Second Study: Obesity link to severe COVID-19, especially in patients aged under 60

Two new studies from NYU Langone Health are part of a growing body of evidence that suggests obesity may be one of the most important predictors of severe 2019 COVID-19.

The first study is one of the largest studies in the United States to identify obesity as a prominent risk factor for severe illness from COVID-19, analyzing data from more than 4,000 people with COVID-19 who sought care at NYU Langone between March 1 and April 2.

The second study found that of the 3,615 individuals who tested positive for COVID-19 in their series, 775 (21%) had a BMI of 30-34, and 595 (16%) had a BMI of at least 35. Obesity was NOT a predictor of admission to hospital or the ICU in those over the age of 60 years, but in those younger than 60 years, it was.

Obesity in under patients under 60 y/o at least doubles risk of hospital admission in U.S.:

Those under age 60 with a BMI of 30-34 were twice as likely to be admitted to hospital (hazard ratio, 2.0; P < .0001) and critical care (HR, 1.8; P = .006), compared with those under age 60 with a BMI less than 30. Likewise, those under age 60 with a BMI of at least 35 were 2.2 (P < .0001) and 3.6 (P < .0001) times more likely to be admitted to acute and critical care, respectively.

Just under half of patients (48.7%) were hospitalized, of whom 22.3% required mechanical ventilation and 14.6% died, or were discharged to hospice.

This again- Highlighting that obesity in people under 60 years old is a newly identified epidemiologic risk factor which may contribute to increased morbidity rates a/w COVID-19 experienced in the U.S.

Important note: Obesity is characterized by an impairment of the immune response and by a low-grade chronic inflammation.
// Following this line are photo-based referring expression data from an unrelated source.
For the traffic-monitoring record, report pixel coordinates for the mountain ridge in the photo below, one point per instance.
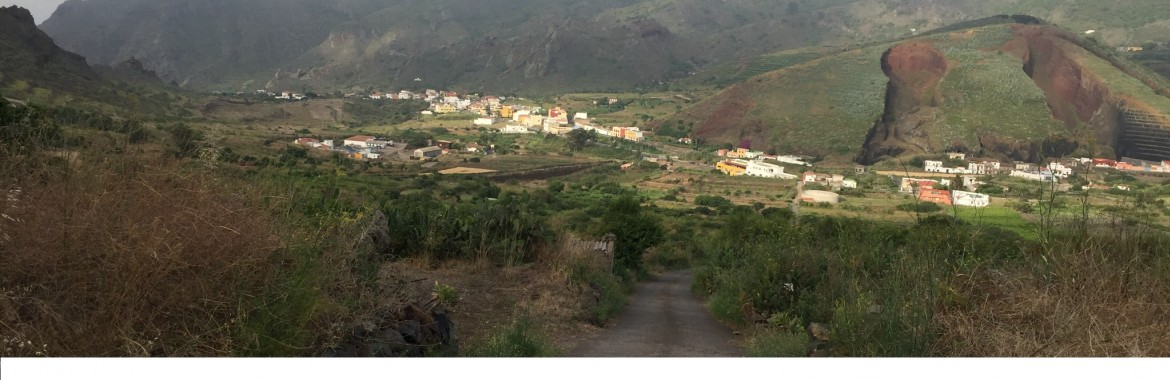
(527, 46)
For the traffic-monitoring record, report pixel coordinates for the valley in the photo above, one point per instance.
(594, 181)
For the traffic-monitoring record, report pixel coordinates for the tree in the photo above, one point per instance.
(634, 232)
(580, 138)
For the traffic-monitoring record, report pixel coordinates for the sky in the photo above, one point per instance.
(41, 8)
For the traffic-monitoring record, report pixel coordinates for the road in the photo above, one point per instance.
(663, 318)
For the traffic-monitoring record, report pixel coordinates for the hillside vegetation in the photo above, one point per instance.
(993, 88)
(528, 47)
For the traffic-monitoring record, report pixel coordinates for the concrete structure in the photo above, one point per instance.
(967, 199)
(935, 195)
(819, 197)
(757, 168)
(937, 167)
(1060, 171)
(1044, 175)
(359, 140)
(733, 167)
(628, 133)
(427, 152)
(515, 130)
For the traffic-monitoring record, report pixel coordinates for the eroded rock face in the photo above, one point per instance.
(914, 69)
(1051, 57)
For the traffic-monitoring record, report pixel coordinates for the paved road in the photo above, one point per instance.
(662, 319)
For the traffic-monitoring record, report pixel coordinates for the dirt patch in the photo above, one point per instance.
(466, 171)
(490, 297)
(915, 69)
(1074, 95)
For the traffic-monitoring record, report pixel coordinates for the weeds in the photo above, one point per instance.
(517, 339)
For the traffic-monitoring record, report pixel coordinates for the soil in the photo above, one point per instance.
(466, 171)
(662, 319)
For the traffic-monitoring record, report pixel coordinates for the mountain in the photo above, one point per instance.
(1005, 87)
(34, 69)
(524, 46)
(31, 57)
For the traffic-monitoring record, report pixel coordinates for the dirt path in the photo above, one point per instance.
(662, 319)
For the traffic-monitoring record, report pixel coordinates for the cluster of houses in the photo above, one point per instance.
(282, 95)
(736, 167)
(928, 191)
(370, 147)
(557, 122)
(743, 161)
(745, 153)
(1051, 173)
(1128, 165)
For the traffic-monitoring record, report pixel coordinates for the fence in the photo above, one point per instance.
(603, 247)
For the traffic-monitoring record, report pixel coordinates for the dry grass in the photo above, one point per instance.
(490, 297)
(129, 258)
(1106, 296)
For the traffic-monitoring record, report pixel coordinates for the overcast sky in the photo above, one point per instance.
(41, 8)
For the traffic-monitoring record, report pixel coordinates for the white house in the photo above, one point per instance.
(1060, 171)
(937, 167)
(359, 140)
(515, 130)
(792, 159)
(757, 168)
(970, 199)
(1038, 175)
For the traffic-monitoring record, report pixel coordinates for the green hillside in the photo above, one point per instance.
(827, 104)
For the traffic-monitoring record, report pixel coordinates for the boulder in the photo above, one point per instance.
(818, 340)
(411, 331)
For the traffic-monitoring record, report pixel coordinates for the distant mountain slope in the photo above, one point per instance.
(33, 68)
(528, 46)
(1009, 90)
(28, 55)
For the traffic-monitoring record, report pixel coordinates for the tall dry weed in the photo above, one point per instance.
(125, 256)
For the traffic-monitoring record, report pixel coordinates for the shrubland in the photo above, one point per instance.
(940, 287)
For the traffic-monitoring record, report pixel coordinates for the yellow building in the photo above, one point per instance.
(731, 167)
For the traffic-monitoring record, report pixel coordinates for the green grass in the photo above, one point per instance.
(997, 216)
(518, 339)
(777, 343)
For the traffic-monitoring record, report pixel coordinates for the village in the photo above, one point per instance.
(488, 112)
(933, 187)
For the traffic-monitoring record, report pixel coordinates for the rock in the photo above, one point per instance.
(411, 331)
(391, 344)
(818, 340)
(445, 326)
(377, 234)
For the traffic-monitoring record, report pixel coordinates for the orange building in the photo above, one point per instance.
(935, 197)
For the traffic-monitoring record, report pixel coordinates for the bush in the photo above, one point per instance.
(713, 201)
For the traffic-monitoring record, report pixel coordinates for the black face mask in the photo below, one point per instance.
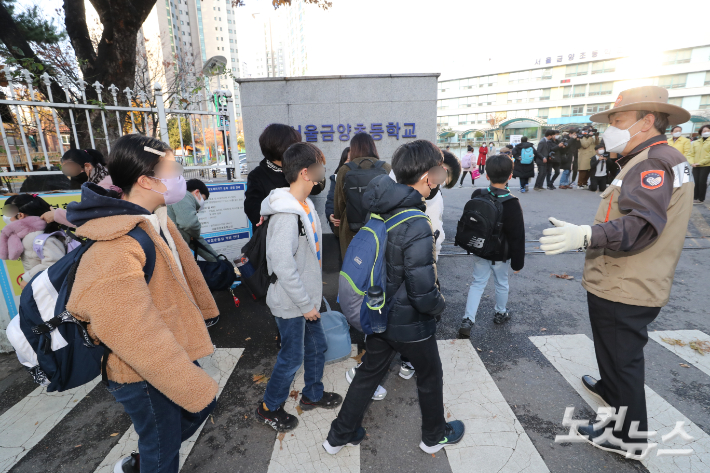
(433, 192)
(80, 178)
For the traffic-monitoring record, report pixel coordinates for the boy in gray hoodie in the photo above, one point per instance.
(293, 256)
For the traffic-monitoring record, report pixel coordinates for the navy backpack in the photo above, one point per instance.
(363, 277)
(52, 345)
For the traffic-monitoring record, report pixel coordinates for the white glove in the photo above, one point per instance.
(565, 237)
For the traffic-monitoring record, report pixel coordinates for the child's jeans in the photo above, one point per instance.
(481, 272)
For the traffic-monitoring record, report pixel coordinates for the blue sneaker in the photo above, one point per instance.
(453, 433)
(358, 437)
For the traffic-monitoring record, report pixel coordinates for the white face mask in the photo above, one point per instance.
(616, 139)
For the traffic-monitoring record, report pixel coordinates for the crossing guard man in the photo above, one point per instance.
(631, 251)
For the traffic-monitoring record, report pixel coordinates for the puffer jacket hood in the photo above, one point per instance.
(96, 203)
(383, 195)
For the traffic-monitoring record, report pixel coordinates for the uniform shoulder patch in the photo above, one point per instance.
(652, 179)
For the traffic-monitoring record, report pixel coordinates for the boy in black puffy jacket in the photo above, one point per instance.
(413, 299)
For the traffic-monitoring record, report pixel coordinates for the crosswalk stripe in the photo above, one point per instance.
(699, 360)
(573, 356)
(219, 365)
(301, 449)
(27, 422)
(495, 440)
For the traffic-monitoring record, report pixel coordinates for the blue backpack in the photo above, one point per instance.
(52, 345)
(363, 277)
(527, 155)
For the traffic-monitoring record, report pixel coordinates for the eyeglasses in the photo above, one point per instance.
(436, 175)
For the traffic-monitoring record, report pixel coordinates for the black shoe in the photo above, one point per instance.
(501, 317)
(328, 401)
(279, 419)
(130, 464)
(589, 434)
(453, 433)
(590, 384)
(466, 326)
(356, 439)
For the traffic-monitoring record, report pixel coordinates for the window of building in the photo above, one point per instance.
(603, 67)
(596, 108)
(681, 56)
(575, 70)
(675, 81)
(602, 88)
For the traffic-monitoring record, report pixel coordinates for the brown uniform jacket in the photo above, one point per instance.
(640, 227)
(340, 202)
(155, 331)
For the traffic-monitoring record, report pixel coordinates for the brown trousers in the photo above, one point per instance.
(583, 177)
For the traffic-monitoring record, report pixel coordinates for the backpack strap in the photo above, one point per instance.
(403, 216)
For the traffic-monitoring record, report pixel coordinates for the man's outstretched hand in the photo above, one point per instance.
(564, 237)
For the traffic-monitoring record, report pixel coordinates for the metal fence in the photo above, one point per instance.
(51, 137)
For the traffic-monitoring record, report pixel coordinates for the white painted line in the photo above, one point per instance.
(573, 356)
(219, 365)
(700, 361)
(27, 422)
(495, 441)
(302, 448)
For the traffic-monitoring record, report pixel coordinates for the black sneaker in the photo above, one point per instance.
(279, 419)
(588, 433)
(501, 317)
(328, 401)
(453, 433)
(130, 464)
(357, 438)
(466, 326)
(590, 384)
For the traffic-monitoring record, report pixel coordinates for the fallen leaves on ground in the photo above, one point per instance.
(260, 378)
(701, 346)
(358, 358)
(674, 341)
Also, obese people have a form of lung constriction just from the basis of having extra weight.This leads to alterations in pulmonary ventilation, with restricted movement of the diaphragm affecting how well you breathe.

CDC Obesity Guidelines

The CDC defines an adult (a person aged 20 years or greater) with a body mass index (BMI) of 30 or greater as obese, and an adult with a BMI of 25.0 to 29.9 as overweight. Obesity in adults is divided into three categories. Adults with a BMI of 30 to 34.9 have class 1 obesity; adults with a BMI of 35 to 39.9 have class 2 obesity; adults with a BMI of 40 or greater have class 3 obesity, which is also known as extreme or severe obesity.

A report from the National Center for Health Statistics stated that in US individuals aged 20 years or older, the prevalence of obesity has been rising steadily over the past two decades.
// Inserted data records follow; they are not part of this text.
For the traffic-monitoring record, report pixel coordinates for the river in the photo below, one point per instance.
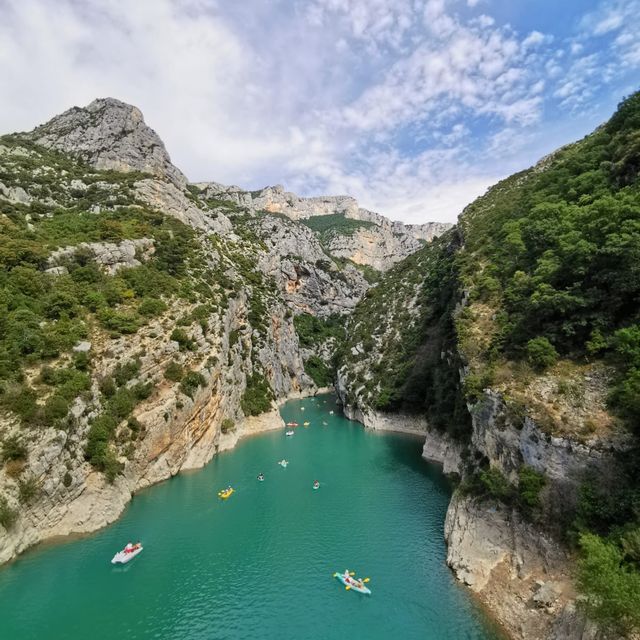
(261, 564)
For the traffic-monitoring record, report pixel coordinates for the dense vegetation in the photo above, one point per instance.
(554, 252)
(557, 251)
(407, 320)
(549, 276)
(326, 227)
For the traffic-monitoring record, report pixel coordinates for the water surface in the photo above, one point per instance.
(260, 565)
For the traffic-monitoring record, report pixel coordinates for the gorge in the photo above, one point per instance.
(147, 323)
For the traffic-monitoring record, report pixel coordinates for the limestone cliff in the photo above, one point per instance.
(146, 323)
(370, 239)
(512, 340)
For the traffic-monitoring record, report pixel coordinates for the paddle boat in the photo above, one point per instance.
(127, 554)
(352, 584)
(225, 493)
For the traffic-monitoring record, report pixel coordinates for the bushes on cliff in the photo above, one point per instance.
(8, 516)
(257, 396)
(98, 451)
(13, 449)
(610, 584)
(541, 353)
(555, 251)
(312, 330)
(191, 382)
(174, 371)
(318, 371)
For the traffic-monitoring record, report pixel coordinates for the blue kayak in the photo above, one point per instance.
(354, 585)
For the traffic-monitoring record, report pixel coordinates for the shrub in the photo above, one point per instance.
(28, 490)
(98, 452)
(8, 516)
(541, 353)
(55, 409)
(151, 307)
(126, 371)
(119, 322)
(122, 403)
(13, 449)
(191, 382)
(184, 341)
(227, 425)
(257, 396)
(318, 371)
(611, 586)
(21, 400)
(173, 371)
(107, 386)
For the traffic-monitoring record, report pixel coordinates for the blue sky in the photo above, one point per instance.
(414, 107)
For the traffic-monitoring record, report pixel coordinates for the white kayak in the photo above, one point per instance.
(354, 585)
(127, 554)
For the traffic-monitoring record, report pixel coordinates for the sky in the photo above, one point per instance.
(415, 107)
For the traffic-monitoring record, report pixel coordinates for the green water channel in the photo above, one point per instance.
(260, 564)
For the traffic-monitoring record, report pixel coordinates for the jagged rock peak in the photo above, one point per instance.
(109, 134)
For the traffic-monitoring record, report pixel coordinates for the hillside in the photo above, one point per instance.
(145, 322)
(528, 313)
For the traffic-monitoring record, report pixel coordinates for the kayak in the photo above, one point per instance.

According to research done by the Harvard T.H. Chan School of Public Health, it is estimated that around 40% of Americans are considered obese, and 18% are considered severely obese as of 2019. Severe obesity is defined as a BMI over 35 in the study. Their projections say that about 50% of the US population will be considered obese and 25% will be considered severely obese by the year 2030.- ¾ of the U.S. population!
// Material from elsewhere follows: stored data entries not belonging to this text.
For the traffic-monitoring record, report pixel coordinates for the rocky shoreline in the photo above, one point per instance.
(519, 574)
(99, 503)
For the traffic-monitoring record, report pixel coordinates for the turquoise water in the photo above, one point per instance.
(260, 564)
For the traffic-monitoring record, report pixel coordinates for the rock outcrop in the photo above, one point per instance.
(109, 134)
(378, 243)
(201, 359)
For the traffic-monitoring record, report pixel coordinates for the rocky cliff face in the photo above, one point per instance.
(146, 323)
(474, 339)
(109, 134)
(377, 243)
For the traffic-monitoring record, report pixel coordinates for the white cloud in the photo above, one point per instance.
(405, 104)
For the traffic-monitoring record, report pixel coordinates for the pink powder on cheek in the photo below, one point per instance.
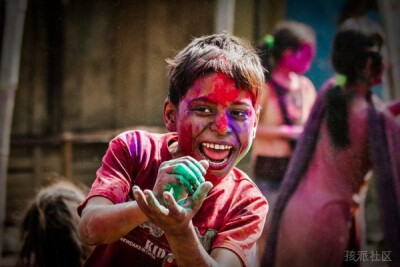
(225, 90)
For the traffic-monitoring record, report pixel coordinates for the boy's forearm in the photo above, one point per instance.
(107, 223)
(187, 248)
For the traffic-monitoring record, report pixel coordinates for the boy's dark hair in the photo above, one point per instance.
(357, 41)
(49, 228)
(286, 35)
(211, 54)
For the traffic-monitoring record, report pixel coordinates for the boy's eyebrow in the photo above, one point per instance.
(207, 99)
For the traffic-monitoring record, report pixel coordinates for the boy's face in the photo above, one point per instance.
(215, 121)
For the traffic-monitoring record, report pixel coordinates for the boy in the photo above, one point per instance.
(190, 206)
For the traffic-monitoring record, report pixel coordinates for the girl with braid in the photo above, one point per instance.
(286, 54)
(349, 132)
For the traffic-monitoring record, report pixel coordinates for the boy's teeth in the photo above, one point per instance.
(217, 146)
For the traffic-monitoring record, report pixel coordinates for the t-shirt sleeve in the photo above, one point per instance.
(114, 177)
(244, 225)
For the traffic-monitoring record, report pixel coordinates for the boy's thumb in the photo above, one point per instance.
(205, 163)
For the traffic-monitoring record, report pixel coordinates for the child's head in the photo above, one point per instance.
(357, 44)
(215, 87)
(291, 45)
(211, 54)
(49, 228)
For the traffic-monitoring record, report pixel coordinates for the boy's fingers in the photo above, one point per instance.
(154, 204)
(173, 207)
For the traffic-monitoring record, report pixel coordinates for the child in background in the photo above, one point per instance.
(316, 221)
(49, 228)
(177, 198)
(288, 97)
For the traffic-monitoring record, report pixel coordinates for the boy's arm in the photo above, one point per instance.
(188, 251)
(176, 222)
(104, 222)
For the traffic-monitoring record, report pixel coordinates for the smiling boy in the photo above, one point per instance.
(189, 205)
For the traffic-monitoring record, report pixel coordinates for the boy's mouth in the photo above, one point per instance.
(216, 154)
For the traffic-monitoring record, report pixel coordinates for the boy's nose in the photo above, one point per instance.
(221, 124)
According to the CDC, “obesity is higher among middle age adults, 40-59 years old (39.5%) than among younger adults, age 20-39 (30.3%) or adults over 60 or above (35.4%) adults.

Prevalence of females with obesity has skyrocketed: prevalence rates up to 40% or more. Average across the U.S. is hovering close to 30% with Massachusetts having lowest prevalence at 18.5%, and Arkansas at 40.2%.

African American and Mexican American adolescents between 12 and 19 years old are more likely to be overweight than non-Hispanic White adolescents. The prevalence is 21%, 23% and 14% respectively

So let’s get to the gut of the matter:

The association between the gut microbiota and obesity has also been observed in humans. In overweight/obese humans, low fecal bacterial diversity is associated with more marked overall adiposity and dyslipidemia, impaired glucose homeostasis and higher low-grade inflammation.